E poi imparo’ a fare il carbone, e si accompagnò ad altri carbonai; e lo portava a vendere alla città di Albenga; e ne comperava oro e seta ed altre cose necessarie alla sua amica per lavorare di ricamo ... Ella faceva di cotali piccole borse e altre cosette, che il marito vendeva alla città. E in poco di tempo non stentarono più, anzi vivevano secondo il nuovo stato a tutt’agio ... e si erano vestiti della foggia che appartiene ai carbonai. E così standosene contenti della povera vita e del ricco amore ebbero più figlioli: chi dice quattro e chi dice sette. Aleramo, in questo mezzo, vendendo un giorno e poi l’altro del suo carbone al cuoco del vescovo di Albenga prese familiarita’ con lui.

... Avvenne intanto che i bresciani ribellarono di nuovo all’imperatore e l’imperatore mandò il bando per far l’esercito contro Brescia. Il vescovo di Albenga, come vassallo dell’impero, si dispose di andare. E il cuoco del vescovo chiama Aleramo, e gli dice se vuole andare seco all’esercito: "Starai con me in cucina e mi aiuterai". Aleramo va col cuoco, e suo figlio Ottone va col vescovo come scudiere. Il cuoco aveva un gagliardo e buon cavallo; e così per trastullo volle avere sue armi e un’insegna, dove erano gli arnesi di cucina, paoli, padelle e catene al fuoco, tutte nere in campo bianco. ... Aleramo saltò sul cavallo del cuoco e prese le armi e la bandiera del cuoco, e col suo figliuolo Ottone, che allora aveva sedici anni e cavalcava assai bene e teneva la bandiera, battè e ricacciò i bresciani sin dentro la porta. Di che tutti meravigliarono, e fu per l’esercito un gran favellare del milite dalle insegne del cuoco che aveva battuto i bresciani e che nessuno conosceva. Il giorno di poi, i bresciani tornarono alla sortita, e presero un nipote dell’imperatore, che molto era buon cavaliere e lo tirarono fuori dalla mischia per menarlo nella città. Quando Aleramo ciò intese ammonì i compagni suoi di ben fare, ... e il nipote dell’imperatore fu riscosso e i nemici ricacciati a forza dentro le mura.

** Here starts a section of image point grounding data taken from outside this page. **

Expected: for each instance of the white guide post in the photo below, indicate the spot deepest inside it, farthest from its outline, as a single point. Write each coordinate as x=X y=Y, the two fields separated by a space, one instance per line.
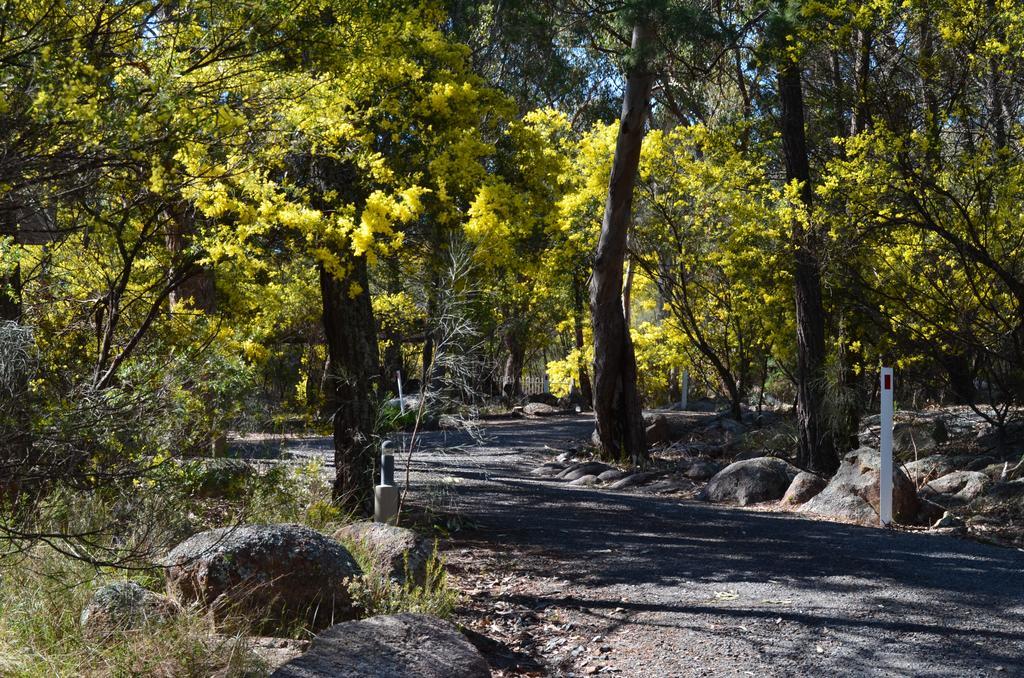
x=886 y=450
x=686 y=390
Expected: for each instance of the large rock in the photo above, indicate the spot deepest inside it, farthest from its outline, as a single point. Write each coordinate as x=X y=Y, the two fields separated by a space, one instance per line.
x=393 y=552
x=584 y=468
x=657 y=431
x=548 y=470
x=852 y=495
x=929 y=468
x=804 y=488
x=124 y=606
x=274 y=576
x=701 y=469
x=634 y=479
x=750 y=481
x=610 y=475
x=958 y=486
x=396 y=646
x=540 y=410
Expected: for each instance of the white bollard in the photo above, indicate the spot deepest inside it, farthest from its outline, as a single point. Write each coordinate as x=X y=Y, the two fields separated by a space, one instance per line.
x=684 y=398
x=886 y=450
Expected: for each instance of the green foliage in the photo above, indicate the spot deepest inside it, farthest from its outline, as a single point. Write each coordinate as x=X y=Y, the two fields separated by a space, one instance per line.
x=41 y=595
x=375 y=593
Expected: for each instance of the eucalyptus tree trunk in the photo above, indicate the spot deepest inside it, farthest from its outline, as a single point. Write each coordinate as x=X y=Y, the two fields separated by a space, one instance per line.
x=351 y=342
x=586 y=390
x=616 y=403
x=815 y=450
x=10 y=281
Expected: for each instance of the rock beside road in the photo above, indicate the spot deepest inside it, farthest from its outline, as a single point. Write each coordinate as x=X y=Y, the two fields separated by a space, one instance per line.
x=124 y=606
x=584 y=468
x=929 y=468
x=394 y=552
x=804 y=488
x=958 y=486
x=701 y=470
x=657 y=431
x=272 y=575
x=852 y=495
x=395 y=645
x=750 y=481
x=535 y=410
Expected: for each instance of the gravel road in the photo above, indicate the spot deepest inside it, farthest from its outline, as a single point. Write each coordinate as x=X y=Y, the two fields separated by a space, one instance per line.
x=679 y=588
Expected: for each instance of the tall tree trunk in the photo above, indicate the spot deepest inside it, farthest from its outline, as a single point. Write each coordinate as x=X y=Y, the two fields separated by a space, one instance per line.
x=861 y=74
x=996 y=104
x=392 y=361
x=814 y=450
x=616 y=403
x=926 y=74
x=512 y=378
x=351 y=341
x=586 y=392
x=10 y=282
x=198 y=289
x=628 y=294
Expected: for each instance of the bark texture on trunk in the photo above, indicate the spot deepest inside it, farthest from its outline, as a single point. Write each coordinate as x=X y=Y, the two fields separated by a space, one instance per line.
x=586 y=391
x=512 y=378
x=10 y=282
x=616 y=403
x=862 y=65
x=351 y=340
x=814 y=448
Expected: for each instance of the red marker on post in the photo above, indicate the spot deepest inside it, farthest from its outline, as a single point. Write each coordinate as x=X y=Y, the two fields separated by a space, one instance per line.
x=886 y=450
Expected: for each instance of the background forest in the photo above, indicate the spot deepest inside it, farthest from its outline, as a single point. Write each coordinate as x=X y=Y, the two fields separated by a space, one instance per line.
x=251 y=215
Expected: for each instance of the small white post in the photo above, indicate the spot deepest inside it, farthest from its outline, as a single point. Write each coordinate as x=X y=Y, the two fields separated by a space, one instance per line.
x=886 y=450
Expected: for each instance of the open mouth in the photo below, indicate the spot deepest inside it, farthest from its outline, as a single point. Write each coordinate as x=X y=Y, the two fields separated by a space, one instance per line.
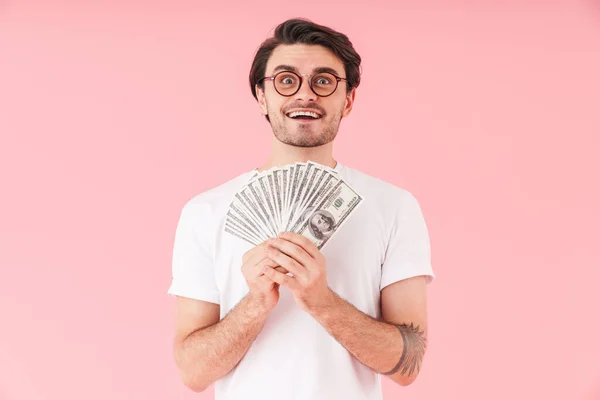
x=304 y=115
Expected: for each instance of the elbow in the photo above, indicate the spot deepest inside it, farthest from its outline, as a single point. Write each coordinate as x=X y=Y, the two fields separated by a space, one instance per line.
x=190 y=377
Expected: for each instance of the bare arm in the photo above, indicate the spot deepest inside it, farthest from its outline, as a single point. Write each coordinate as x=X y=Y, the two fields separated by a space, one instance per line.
x=395 y=346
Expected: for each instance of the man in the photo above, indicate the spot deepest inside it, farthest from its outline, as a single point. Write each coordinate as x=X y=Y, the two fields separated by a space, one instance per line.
x=284 y=320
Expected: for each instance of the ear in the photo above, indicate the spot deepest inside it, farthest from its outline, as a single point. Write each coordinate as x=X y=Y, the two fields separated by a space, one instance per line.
x=349 y=102
x=262 y=101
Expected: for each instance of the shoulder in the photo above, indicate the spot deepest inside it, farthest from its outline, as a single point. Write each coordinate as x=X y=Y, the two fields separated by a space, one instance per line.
x=215 y=201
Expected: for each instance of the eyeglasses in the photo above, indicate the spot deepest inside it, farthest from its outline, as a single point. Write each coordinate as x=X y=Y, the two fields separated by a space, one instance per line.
x=287 y=83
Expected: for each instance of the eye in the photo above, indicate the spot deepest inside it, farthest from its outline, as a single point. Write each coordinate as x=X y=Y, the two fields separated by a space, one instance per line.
x=286 y=79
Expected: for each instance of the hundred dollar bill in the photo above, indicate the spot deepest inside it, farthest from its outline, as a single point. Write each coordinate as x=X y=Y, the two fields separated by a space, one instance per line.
x=259 y=206
x=277 y=192
x=235 y=218
x=322 y=188
x=299 y=191
x=249 y=207
x=330 y=213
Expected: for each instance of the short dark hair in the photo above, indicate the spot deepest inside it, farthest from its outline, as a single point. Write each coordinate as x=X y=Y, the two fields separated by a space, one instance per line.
x=304 y=31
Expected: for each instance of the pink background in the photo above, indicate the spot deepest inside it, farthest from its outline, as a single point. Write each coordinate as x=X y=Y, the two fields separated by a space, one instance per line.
x=114 y=114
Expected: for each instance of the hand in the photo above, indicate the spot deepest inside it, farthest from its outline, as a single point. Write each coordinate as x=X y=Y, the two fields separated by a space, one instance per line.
x=263 y=289
x=303 y=259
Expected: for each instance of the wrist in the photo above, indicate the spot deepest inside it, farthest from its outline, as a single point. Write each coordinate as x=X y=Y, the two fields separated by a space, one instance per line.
x=322 y=307
x=258 y=304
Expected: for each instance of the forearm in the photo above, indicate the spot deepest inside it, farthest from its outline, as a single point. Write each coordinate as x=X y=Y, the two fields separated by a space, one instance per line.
x=393 y=350
x=210 y=353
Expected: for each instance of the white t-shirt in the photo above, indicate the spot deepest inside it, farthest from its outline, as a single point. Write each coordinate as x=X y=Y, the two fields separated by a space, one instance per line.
x=383 y=241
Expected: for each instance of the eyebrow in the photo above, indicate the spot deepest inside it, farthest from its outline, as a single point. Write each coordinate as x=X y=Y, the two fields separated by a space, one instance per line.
x=317 y=70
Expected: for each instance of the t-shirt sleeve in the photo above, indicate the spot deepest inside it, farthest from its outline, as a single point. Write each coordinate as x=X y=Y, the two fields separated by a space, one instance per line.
x=408 y=252
x=192 y=263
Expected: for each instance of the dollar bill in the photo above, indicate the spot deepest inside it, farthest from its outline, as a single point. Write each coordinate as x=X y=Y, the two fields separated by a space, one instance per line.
x=330 y=213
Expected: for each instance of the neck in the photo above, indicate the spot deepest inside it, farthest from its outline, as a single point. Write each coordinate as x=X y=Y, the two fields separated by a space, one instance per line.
x=283 y=154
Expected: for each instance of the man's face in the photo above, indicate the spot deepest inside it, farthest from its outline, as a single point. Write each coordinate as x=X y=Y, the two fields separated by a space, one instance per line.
x=305 y=132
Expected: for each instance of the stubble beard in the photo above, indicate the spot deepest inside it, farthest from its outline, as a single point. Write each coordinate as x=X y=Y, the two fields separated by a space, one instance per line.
x=301 y=138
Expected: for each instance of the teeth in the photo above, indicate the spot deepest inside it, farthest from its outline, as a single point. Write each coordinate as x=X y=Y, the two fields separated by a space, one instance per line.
x=305 y=113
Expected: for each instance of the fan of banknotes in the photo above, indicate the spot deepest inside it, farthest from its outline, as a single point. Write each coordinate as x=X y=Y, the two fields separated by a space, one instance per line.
x=307 y=198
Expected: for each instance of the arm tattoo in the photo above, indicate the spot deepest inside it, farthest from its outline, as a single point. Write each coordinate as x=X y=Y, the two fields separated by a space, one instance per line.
x=414 y=349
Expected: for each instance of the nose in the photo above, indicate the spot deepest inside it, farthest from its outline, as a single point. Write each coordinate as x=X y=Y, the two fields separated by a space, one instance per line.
x=305 y=92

... Crebbe per l’esercito il rumore di questo cavaliere; e l’imperatore vuol sapere chi sia e, nessuno lo sa, se non che il vescovo di Albenga ode ch’egli è il guattero del cuoco suo, che era anche detto il carbonaio. L’imperatore lo voleva vedere ... Aleramo era nella cucina con gli altri sguatteri e disse di non essere degno di andare innanzi l’imperatore; che troppo era unto e nero della cucina ... perché, diceva, si facevan beffe di lui; che un carbonaio non deve andare nella presenza di tale e tanto principe. Anche una giostra ci fu, sollazzo dell’imperatore e dell’imperatrice; e anche nella giostra il travestito Aleramo fece gran fatti d’arme e cavalleria. Alla fine il vescovo di Albenga, avutolo a sè, gli domandò strettamente chi egli fosse; e Aleramo manifestò al vescovo l’esser suo, e il vescovo sotto secreto all’imperatore.



L’imperatore, placato, ... con grandissima tenerezza raccolse la figliola, il genero e i nipoti; ai quali tutti diede il cingolo della cavalleria, e consegnò il vessillo della milizia con la balzana di color rosso e bianco, che dovesse esser segno del valore e della fede di tutti gli eredi del seme di Aleramo. E fu grandissima festa per molti giorni nella corte dell’Imperatore. Vinta Brescia, l’Imperatore, venuto ad una delle più vecchie città dell’impero, Ravenna, ivi conferì la dignità di marchese ad Aleramo e a tutti i suoi (il 21 marzo del 967). E gli concesse che fosse suo quanto egli in tre giorni potesse correre a cavallo di quella terra montuosa che è il Piemonte. Ed egli montando in tre giorni tre cavalli velocissimi, e cavalcando sempre di forza dì e notte percorse tutte le contrade intorno a dove poi fu Alessandria, intorno a Savona, a Saluzzo, al Monferrato. Al secondo giorno cavalcò tanto di forza che il cavallo gli stramazzò sotto presso un luogo detto Arenorio (su un monte si chiama Cavallo Morto). Si dice che Aleramo volle prima della gran corsa ferrare il cavallo; e che non trovando gli strumenti a ciò, adoperò un mattone, che nel volgare del Monferrato è detto "Mun"; e così il cavallo fu ferrato "Frrha", da cui viene il nome "Munfrrha", cioé Monferrato.